Empirical Evidence! a Requiem for WoeKill. [danielle deadwyler]
This is an experiment in coming apart. And a practice in durational digital assemblage. A new level of vulnerability. A deconstructed humanity.
Blackness, womanhood, and motherhood are themes critical to my practice. They are sites where I often question vulnerability, performance, hiphop, as well as labor and its impact on the black body through race, class, gender and sexuality. I am often testing these themes in public performances of endurance, on pedestrian sites and roadways. My work has largely been anonymous in these spaces, utilizing elaborate masks, enabling observers to locate personal narratives and close relationship identities onto my performing body.
I encounter roadkill often in my preparation for these works, walking Atlanta streets I’ve known all my life. Roadkill has fascinated me since my concept of death has grown and shifted as a child. I’d often wrecklessly evade the open bodies of squirrels, dogs, and deer; compelled by the shift from life to death, but overwhelmed by the blood, despair on the body. These beings died …and were left, open, mangled in the roadway? People, in their cars, drive past unbothered. There is no funeral. There is no wake. And they continue to drive over the body, literally, until it is merged into asphalt greys and blacks. Unrecognizable. Forgotten.
What does it mean to be exposed and forgotten, or shifted to unrecognizable shapes? Does that body shift its life in its death? What beauty can you find in a body exposed? What are the factors that shape this exposure?
You can’t hide in death. You can’t hide when your guts are bursting out. I wanted to document a process of vulnerability, of shifting and healing- a rebirthing in a personal ‘death’. Via the selfie, I wanted to explore the beauty in loss and challenge in the labor of my black woman body. Outside of anonymity. There will be no erasure of this exposed grief moving body. These are some effects of being woman, black, and mother.
Empirical Evidence! Requiem for Woekill. is a deconstructed experimental short film. You can put it back together if you want. Or you can look at each of its parts, exposed, in the street, one part by one part, or two, or all three.
Thank you to Jessica Caldas, Jihan Sherman, and Chelsea Dunn for their love and support on this project.
|artist statement|
With filmmaking, poetry and performance art as primary media, filtered through experimental and theatrical exhibition structures, public/private work (or endurance), gender/sexuality and hiphop, and public performance/community dialogue, are content central to my practice.

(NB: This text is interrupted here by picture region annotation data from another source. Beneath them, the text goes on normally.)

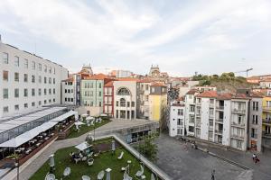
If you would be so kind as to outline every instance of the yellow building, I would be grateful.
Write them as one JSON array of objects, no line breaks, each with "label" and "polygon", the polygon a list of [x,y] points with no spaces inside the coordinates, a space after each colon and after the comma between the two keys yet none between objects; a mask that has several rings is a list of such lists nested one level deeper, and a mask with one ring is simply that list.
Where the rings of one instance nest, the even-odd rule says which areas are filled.
[{"label": "yellow building", "polygon": [[265,95],[263,98],[262,136],[262,146],[264,148],[271,148],[271,95]]},{"label": "yellow building", "polygon": [[164,127],[166,121],[167,91],[164,84],[154,83],[151,86],[149,103],[149,119],[160,122],[160,127]]}]

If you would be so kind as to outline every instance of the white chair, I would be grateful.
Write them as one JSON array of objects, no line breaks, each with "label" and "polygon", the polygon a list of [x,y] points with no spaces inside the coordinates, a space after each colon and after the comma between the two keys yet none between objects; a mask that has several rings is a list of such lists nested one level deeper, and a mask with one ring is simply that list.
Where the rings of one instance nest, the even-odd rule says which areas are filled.
[{"label": "white chair", "polygon": [[98,179],[98,180],[102,180],[102,179],[104,178],[104,176],[105,176],[105,171],[102,170],[102,171],[100,171],[100,172],[98,174],[97,179]]},{"label": "white chair", "polygon": [[121,153],[120,153],[119,157],[117,157],[117,158],[118,158],[118,159],[122,159],[122,158],[123,158],[123,155],[124,155],[124,152],[123,152],[123,151],[121,151]]},{"label": "white chair", "polygon": [[136,177],[141,177],[141,176],[143,176],[143,174],[144,174],[144,167],[142,165],[140,165],[140,170],[136,172]]},{"label": "white chair", "polygon": [[89,176],[82,176],[82,180],[90,180],[90,177]]},{"label": "white chair", "polygon": [[133,180],[133,177],[129,176],[129,175],[127,174],[127,172],[126,171],[123,174],[123,180]]},{"label": "white chair", "polygon": [[53,174],[47,174],[45,180],[55,180],[55,176]]},{"label": "white chair", "polygon": [[70,176],[70,167],[68,166],[65,168],[65,170],[63,172],[63,176],[67,177],[67,176]]},{"label": "white chair", "polygon": [[89,165],[89,166],[92,166],[93,163],[94,163],[94,158],[89,158],[89,159],[88,159],[88,165]]}]

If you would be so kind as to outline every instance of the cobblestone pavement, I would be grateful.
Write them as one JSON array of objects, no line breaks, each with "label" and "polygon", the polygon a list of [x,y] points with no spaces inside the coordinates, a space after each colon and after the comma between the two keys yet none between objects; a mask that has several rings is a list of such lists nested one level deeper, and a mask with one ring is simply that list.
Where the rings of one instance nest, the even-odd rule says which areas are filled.
[{"label": "cobblestone pavement", "polygon": [[212,169],[218,180],[249,180],[251,172],[191,148],[162,134],[158,145],[157,166],[174,180],[210,180]]},{"label": "cobblestone pavement", "polygon": [[[129,120],[113,120],[111,122],[105,124],[98,129],[96,129],[96,136],[99,135],[106,135],[107,131],[112,130],[118,130],[123,128],[129,128],[133,126],[138,126],[143,124],[151,123],[150,121],[144,121],[144,120],[138,120],[138,121],[129,121]],[[90,131],[93,133],[93,130]],[[89,133],[89,132],[88,132]],[[60,148],[76,146],[79,143],[84,141],[86,135],[83,134],[78,138],[74,139],[68,139],[63,140],[57,140],[53,142],[48,148],[46,148],[37,158],[35,158],[31,164],[25,167],[21,173],[20,173],[20,180],[26,180],[29,179],[32,175],[33,175],[49,158],[49,156],[55,151],[57,151]],[[14,180],[15,180],[14,178]]]}]

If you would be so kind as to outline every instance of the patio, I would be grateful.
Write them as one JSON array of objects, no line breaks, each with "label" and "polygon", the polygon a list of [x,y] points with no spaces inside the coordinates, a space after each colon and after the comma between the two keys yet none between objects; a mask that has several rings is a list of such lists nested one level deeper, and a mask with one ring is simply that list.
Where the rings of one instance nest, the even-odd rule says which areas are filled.
[{"label": "patio", "polygon": [[[70,167],[70,175],[67,179],[81,179],[82,176],[89,176],[91,179],[97,179],[98,174],[107,168],[112,169],[111,179],[123,179],[124,172],[122,167],[126,167],[128,161],[129,176],[136,179],[135,175],[140,170],[140,162],[128,150],[124,148],[119,143],[116,141],[116,152],[112,154],[111,145],[113,139],[106,139],[93,143],[94,154],[101,151],[101,153],[91,158],[94,158],[93,165],[89,166],[88,161],[79,161],[75,163],[70,158],[71,152],[76,152],[78,149],[74,147],[61,148],[54,154],[55,171],[54,175],[57,179],[63,178],[63,172],[66,167]],[[121,158],[118,158],[123,153]],[[49,161],[48,161],[49,162]],[[50,171],[49,163],[44,163],[43,166],[30,178],[30,179],[44,179],[47,173]],[[151,171],[145,166],[144,175],[145,179],[151,179]],[[106,178],[106,172],[104,179]],[[66,178],[64,178],[66,179]]]}]

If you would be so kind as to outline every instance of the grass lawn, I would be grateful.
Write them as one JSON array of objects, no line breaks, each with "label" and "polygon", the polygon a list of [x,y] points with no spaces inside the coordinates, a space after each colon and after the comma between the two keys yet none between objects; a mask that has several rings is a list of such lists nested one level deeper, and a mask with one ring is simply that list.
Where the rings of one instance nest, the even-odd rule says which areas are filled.
[{"label": "grass lawn", "polygon": [[[98,127],[101,127],[108,122],[110,122],[111,121],[110,120],[103,120],[102,122],[100,123],[95,123],[95,129],[98,128]],[[84,124],[84,125],[81,125],[80,127],[80,130],[79,131],[77,131],[75,130],[75,125],[73,125],[71,128],[70,128],[70,133],[69,134],[69,136],[67,137],[67,139],[70,139],[70,138],[77,138],[80,135],[83,135],[90,130],[94,130],[94,126],[87,126],[87,124]]]},{"label": "grass lawn", "polygon": [[[98,142],[98,141],[97,141]],[[104,143],[101,141],[101,143]],[[61,179],[62,177],[63,171],[65,167],[70,166],[71,169],[70,176],[66,179],[72,180],[80,180],[81,176],[86,175],[90,176],[91,179],[97,179],[97,175],[101,170],[105,170],[107,167],[112,169],[111,171],[111,179],[112,180],[122,180],[123,179],[123,172],[121,172],[122,166],[127,166],[127,160],[131,160],[132,163],[130,165],[130,176],[135,178],[136,173],[140,169],[140,164],[137,158],[136,158],[132,154],[130,154],[124,148],[119,148],[116,150],[116,154],[112,155],[111,152],[104,152],[101,153],[98,158],[96,158],[94,160],[94,164],[91,166],[89,166],[87,162],[79,162],[75,164],[71,161],[69,154],[71,151],[77,151],[73,147],[59,149],[55,153],[55,173],[57,179]],[[124,156],[121,160],[117,159],[117,157],[124,151]],[[49,172],[49,161],[47,161],[30,179],[44,179],[47,172]],[[145,167],[145,176],[146,176],[146,179],[151,178],[151,172],[148,168]],[[104,176],[106,179],[106,174]]]}]

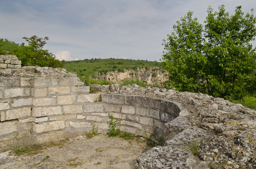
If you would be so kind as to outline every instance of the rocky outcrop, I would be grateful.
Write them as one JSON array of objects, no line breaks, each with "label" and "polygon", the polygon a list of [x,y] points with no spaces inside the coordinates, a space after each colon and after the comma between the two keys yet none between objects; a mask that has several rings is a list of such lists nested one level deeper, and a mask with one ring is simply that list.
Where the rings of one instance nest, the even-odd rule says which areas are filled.
[{"label": "rocky outcrop", "polygon": [[124,69],[123,72],[118,70],[110,71],[106,74],[99,75],[101,79],[107,79],[111,82],[117,83],[119,81],[127,79],[140,79],[146,82],[148,84],[157,84],[160,86],[162,83],[168,80],[168,72],[167,71],[160,71],[150,68],[146,70],[145,68],[138,69],[135,71],[131,69]]}]

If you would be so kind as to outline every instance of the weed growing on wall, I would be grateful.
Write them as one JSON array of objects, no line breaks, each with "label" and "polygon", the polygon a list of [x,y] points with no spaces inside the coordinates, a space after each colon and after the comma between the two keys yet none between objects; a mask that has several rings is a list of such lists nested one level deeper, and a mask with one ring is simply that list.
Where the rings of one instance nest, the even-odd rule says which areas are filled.
[{"label": "weed growing on wall", "polygon": [[110,119],[109,128],[110,131],[107,135],[109,137],[118,136],[120,135],[120,128],[117,128],[116,123],[114,120],[113,115],[110,114],[109,118]]}]

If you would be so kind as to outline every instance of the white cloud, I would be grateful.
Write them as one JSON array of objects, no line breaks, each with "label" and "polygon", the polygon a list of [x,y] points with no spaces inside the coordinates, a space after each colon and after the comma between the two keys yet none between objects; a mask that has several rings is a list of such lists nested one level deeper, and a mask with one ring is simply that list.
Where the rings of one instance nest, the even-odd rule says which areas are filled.
[{"label": "white cloud", "polygon": [[73,60],[73,59],[70,56],[71,54],[69,51],[58,51],[55,55],[56,59],[59,60]]}]

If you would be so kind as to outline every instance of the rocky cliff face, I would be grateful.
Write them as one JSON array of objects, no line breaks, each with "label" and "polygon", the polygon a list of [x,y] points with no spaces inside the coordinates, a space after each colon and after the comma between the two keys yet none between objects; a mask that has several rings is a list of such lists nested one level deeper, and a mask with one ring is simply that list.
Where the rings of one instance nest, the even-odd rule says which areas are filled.
[{"label": "rocky cliff face", "polygon": [[101,79],[107,79],[111,82],[118,82],[126,79],[140,79],[146,82],[148,84],[155,84],[158,86],[162,83],[168,81],[168,73],[166,71],[162,72],[159,70],[149,69],[146,70],[145,68],[134,70],[125,69],[124,72],[110,71],[104,75],[99,75]]}]

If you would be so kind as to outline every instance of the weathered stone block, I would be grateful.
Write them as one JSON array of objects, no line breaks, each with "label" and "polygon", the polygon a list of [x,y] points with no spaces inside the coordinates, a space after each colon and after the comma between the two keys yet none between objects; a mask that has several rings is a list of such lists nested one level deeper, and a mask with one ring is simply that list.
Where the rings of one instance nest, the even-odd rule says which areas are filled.
[{"label": "weathered stone block", "polygon": [[15,97],[19,96],[28,96],[30,95],[29,88],[7,88],[4,91],[5,98]]},{"label": "weathered stone block", "polygon": [[32,95],[33,97],[47,96],[47,88],[32,88]]},{"label": "weathered stone block", "polygon": [[79,94],[89,94],[90,86],[72,86],[72,92]]},{"label": "weathered stone block", "polygon": [[40,98],[33,99],[33,105],[35,106],[54,105],[56,104],[55,98]]},{"label": "weathered stone block", "polygon": [[18,131],[17,122],[0,123],[0,135],[3,135]]},{"label": "weathered stone block", "polygon": [[124,95],[118,94],[101,94],[103,103],[112,104],[124,104]]},{"label": "weathered stone block", "polygon": [[120,112],[121,109],[120,109],[119,105],[112,105],[112,104],[106,104],[104,106],[105,111],[106,112]]},{"label": "weathered stone block", "polygon": [[56,94],[70,94],[70,87],[68,86],[64,87],[50,87],[48,88],[49,93],[51,95]]},{"label": "weathered stone block", "polygon": [[129,121],[121,121],[121,124],[122,125],[128,125],[128,126],[133,126],[137,128],[138,128],[140,129],[142,129],[142,126],[140,124],[134,123],[133,122],[129,122]]},{"label": "weathered stone block", "polygon": [[57,130],[65,128],[65,121],[54,121],[42,124],[33,124],[33,130],[36,133]]},{"label": "weathered stone block", "polygon": [[20,78],[18,77],[0,77],[0,86],[12,87],[20,85]]},{"label": "weathered stone block", "polygon": [[76,115],[63,115],[49,117],[49,121],[63,121],[76,119]]},{"label": "weathered stone block", "polygon": [[70,105],[63,106],[64,113],[66,114],[70,113],[82,113],[83,106],[81,105]]},{"label": "weathered stone block", "polygon": [[98,116],[87,115],[86,116],[86,120],[100,122],[100,121],[101,121],[102,120],[102,118],[101,117],[98,117]]},{"label": "weathered stone block", "polygon": [[94,103],[98,101],[101,94],[92,94],[89,95],[81,94],[77,96],[78,103]]},{"label": "weathered stone block", "polygon": [[32,82],[31,78],[21,78],[20,86],[31,86]]},{"label": "weathered stone block", "polygon": [[133,106],[123,106],[121,112],[123,113],[134,114],[135,113],[135,109]]},{"label": "weathered stone block", "polygon": [[6,120],[17,119],[31,115],[31,108],[8,110],[6,111]]},{"label": "weathered stone block", "polygon": [[77,115],[77,119],[84,119],[84,118],[85,118],[85,116],[79,114],[79,115]]},{"label": "weathered stone block", "polygon": [[76,95],[63,95],[57,96],[58,104],[73,104],[76,100]]},{"label": "weathered stone block", "polygon": [[151,109],[149,110],[149,116],[155,118],[156,119],[159,119],[159,112]]},{"label": "weathered stone block", "polygon": [[147,117],[140,117],[140,121],[141,124],[149,126],[154,126],[154,121],[153,119]]},{"label": "weathered stone block", "polygon": [[8,110],[10,109],[10,101],[4,101],[0,102],[0,110]]},{"label": "weathered stone block", "polygon": [[48,121],[48,117],[40,117],[36,118],[34,119],[34,122],[36,123],[42,122],[46,122]]},{"label": "weathered stone block", "polygon": [[[32,105],[32,98],[14,100],[11,106],[14,108]],[[1,106],[0,106],[1,107]]]},{"label": "weathered stone block", "polygon": [[132,121],[138,122],[139,117],[138,117],[138,116],[135,115],[127,115],[127,119],[130,120]]},{"label": "weathered stone block", "polygon": [[103,112],[103,104],[86,104],[84,105],[84,112]]},{"label": "weathered stone block", "polygon": [[149,116],[149,109],[136,108],[135,114],[141,115]]},{"label": "weathered stone block", "polygon": [[89,128],[93,127],[89,122],[73,122],[70,121],[70,124],[74,128]]},{"label": "weathered stone block", "polygon": [[76,86],[77,84],[77,78],[76,77],[59,78],[59,84],[60,86]]},{"label": "weathered stone block", "polygon": [[58,114],[62,114],[62,108],[61,106],[36,107],[32,110],[33,117],[42,117]]},{"label": "weathered stone block", "polygon": [[131,134],[136,134],[136,129],[133,128],[133,127],[128,127],[126,126],[122,126],[120,127],[120,130],[123,132],[126,132],[128,133],[131,133]]},{"label": "weathered stone block", "polygon": [[32,84],[35,87],[38,86],[54,86],[58,85],[58,78],[36,77],[33,78]]}]

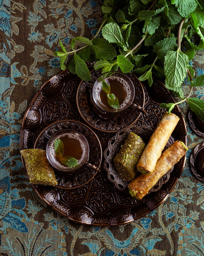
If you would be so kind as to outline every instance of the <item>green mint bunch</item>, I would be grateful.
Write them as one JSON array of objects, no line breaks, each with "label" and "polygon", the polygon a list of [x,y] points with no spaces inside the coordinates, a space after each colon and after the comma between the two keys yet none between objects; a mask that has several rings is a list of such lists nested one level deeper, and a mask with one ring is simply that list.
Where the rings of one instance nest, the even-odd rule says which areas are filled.
[{"label": "green mint bunch", "polygon": [[118,99],[115,95],[110,93],[110,86],[105,80],[101,82],[102,90],[107,94],[107,102],[113,108],[117,109],[119,107]]},{"label": "green mint bunch", "polygon": [[78,161],[72,157],[64,155],[64,145],[63,141],[57,139],[54,143],[55,152],[56,157],[58,157],[60,162],[68,167],[74,167],[78,164]]},{"label": "green mint bunch", "polygon": [[[74,38],[68,52],[60,41],[62,52],[55,54],[60,57],[62,69],[67,56],[72,54],[70,72],[86,81],[90,75],[86,61],[95,62],[94,68],[102,73],[118,68],[133,72],[150,86],[154,76],[165,81],[166,87],[180,99],[162,107],[170,112],[175,105],[186,101],[204,121],[203,101],[190,97],[194,87],[204,85],[204,75],[195,77],[189,64],[195,52],[204,49],[204,0],[105,0],[102,11],[103,21],[92,39]],[[103,38],[98,38],[101,31]],[[83,46],[75,49],[77,42]],[[182,84],[186,79],[189,92],[185,95]]]}]

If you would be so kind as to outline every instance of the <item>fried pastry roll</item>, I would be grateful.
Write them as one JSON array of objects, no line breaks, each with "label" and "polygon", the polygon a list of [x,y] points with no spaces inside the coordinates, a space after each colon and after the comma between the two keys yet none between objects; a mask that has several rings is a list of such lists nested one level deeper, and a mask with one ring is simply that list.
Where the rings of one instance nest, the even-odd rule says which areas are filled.
[{"label": "fried pastry roll", "polygon": [[141,173],[151,173],[179,121],[174,114],[165,113],[152,134],[137,164],[137,170]]},{"label": "fried pastry roll", "polygon": [[113,163],[122,179],[130,182],[138,175],[136,165],[145,146],[142,139],[134,132],[130,132]]},{"label": "fried pastry roll", "polygon": [[188,148],[183,142],[179,140],[175,141],[162,154],[152,173],[140,174],[129,183],[128,189],[131,195],[137,199],[141,199],[187,150]]},{"label": "fried pastry roll", "polygon": [[52,186],[57,184],[54,170],[47,159],[45,150],[26,149],[20,153],[25,162],[31,183]]}]

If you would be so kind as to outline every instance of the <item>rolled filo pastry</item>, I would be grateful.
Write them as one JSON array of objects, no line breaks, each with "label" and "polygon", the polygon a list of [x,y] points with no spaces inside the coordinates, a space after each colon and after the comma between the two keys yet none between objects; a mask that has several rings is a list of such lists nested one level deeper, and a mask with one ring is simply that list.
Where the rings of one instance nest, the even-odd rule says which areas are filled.
[{"label": "rolled filo pastry", "polygon": [[151,173],[180,118],[172,113],[165,113],[151,135],[136,166],[143,173]]},{"label": "rolled filo pastry", "polygon": [[188,148],[180,141],[175,141],[161,155],[154,171],[150,174],[140,174],[128,184],[131,195],[141,199],[158,180],[185,155]]}]

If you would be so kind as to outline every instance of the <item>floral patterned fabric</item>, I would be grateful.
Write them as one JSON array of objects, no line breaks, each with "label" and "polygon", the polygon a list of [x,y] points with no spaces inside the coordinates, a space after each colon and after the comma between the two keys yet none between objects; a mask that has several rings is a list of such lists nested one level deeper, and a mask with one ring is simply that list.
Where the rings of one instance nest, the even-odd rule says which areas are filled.
[{"label": "floral patterned fabric", "polygon": [[[139,220],[116,227],[76,224],[53,211],[28,182],[20,154],[26,110],[40,87],[60,71],[53,54],[59,38],[68,49],[74,37],[91,38],[102,21],[102,4],[0,0],[0,255],[203,255],[204,184],[189,162],[204,139],[189,127],[185,104],[189,150],[184,169],[166,201]],[[191,63],[196,75],[204,73],[204,56],[197,52]],[[194,94],[203,96],[203,87]]]}]

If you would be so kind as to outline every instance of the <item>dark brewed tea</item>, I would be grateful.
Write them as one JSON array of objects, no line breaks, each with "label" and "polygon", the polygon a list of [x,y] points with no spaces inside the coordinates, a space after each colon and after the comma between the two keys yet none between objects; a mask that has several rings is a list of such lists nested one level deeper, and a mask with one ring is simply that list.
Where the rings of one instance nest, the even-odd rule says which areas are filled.
[{"label": "dark brewed tea", "polygon": [[64,156],[69,156],[79,160],[82,157],[83,151],[81,143],[79,139],[70,138],[68,135],[61,137],[60,139],[64,145]]},{"label": "dark brewed tea", "polygon": [[[57,139],[60,139],[63,143],[64,154],[62,157],[60,156],[60,159],[64,163],[68,159],[67,157],[74,157],[77,160],[77,165],[73,167],[68,166],[56,157],[57,149],[55,144]],[[62,149],[62,145],[59,144],[57,155],[60,155],[59,152],[63,153]],[[89,147],[86,138],[83,135],[73,130],[67,129],[57,132],[50,137],[46,146],[46,155],[48,161],[54,168],[61,173],[72,174],[78,171],[78,169],[79,170],[88,159],[89,155]],[[72,159],[70,163],[73,164],[73,161],[75,162],[74,165],[76,164],[75,160]]]},{"label": "dark brewed tea", "polygon": [[[64,153],[62,158],[66,156],[74,157],[77,160],[78,164],[79,164],[85,153],[85,146],[80,139],[72,133],[62,135],[58,139],[63,142]],[[56,155],[55,159],[61,164],[64,165]]]},{"label": "dark brewed tea", "polygon": [[[107,92],[105,92],[102,90],[103,81],[110,86],[110,94],[114,94],[117,98],[119,108],[112,108],[108,103]],[[110,72],[103,74],[97,79],[92,88],[91,94],[93,111],[104,119],[114,119],[122,116],[131,105],[135,97],[135,89],[127,76],[118,72]]]},{"label": "dark brewed tea", "polygon": [[[110,86],[110,93],[118,98],[119,103],[121,105],[125,101],[127,95],[121,79],[116,77],[114,79],[108,79],[106,82]],[[102,87],[99,95],[101,104],[106,108],[111,108],[107,101],[107,94],[102,90]]]}]

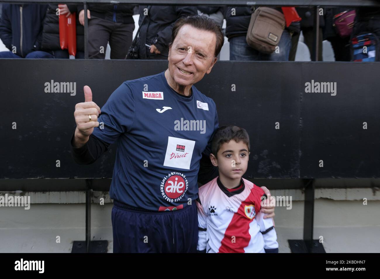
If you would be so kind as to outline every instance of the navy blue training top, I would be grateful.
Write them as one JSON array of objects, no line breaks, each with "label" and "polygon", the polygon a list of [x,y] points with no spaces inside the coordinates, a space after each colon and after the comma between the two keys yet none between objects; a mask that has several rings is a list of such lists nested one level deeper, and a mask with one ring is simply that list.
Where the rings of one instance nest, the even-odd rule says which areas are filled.
[{"label": "navy blue training top", "polygon": [[111,199],[151,210],[181,209],[198,198],[202,154],[218,126],[214,101],[192,87],[174,91],[165,72],[124,82],[109,97],[92,134],[117,150]]}]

My work explores how lines are blurred in the work of black women, especial are domestic and sexual work, and the impact the work has on the black body. Family and social ranking as intertwined or offsprings to the black body are of interest as well, and polysemy as vocal, sonic and performative subjects in black female livelihood. I’m interested in marrying black women subjects to live performance engagement in local communities. Creating space for interfacing with black female subjectivity as a daily being, as a pedestalized marvel in live performances and in film works and lyrical play.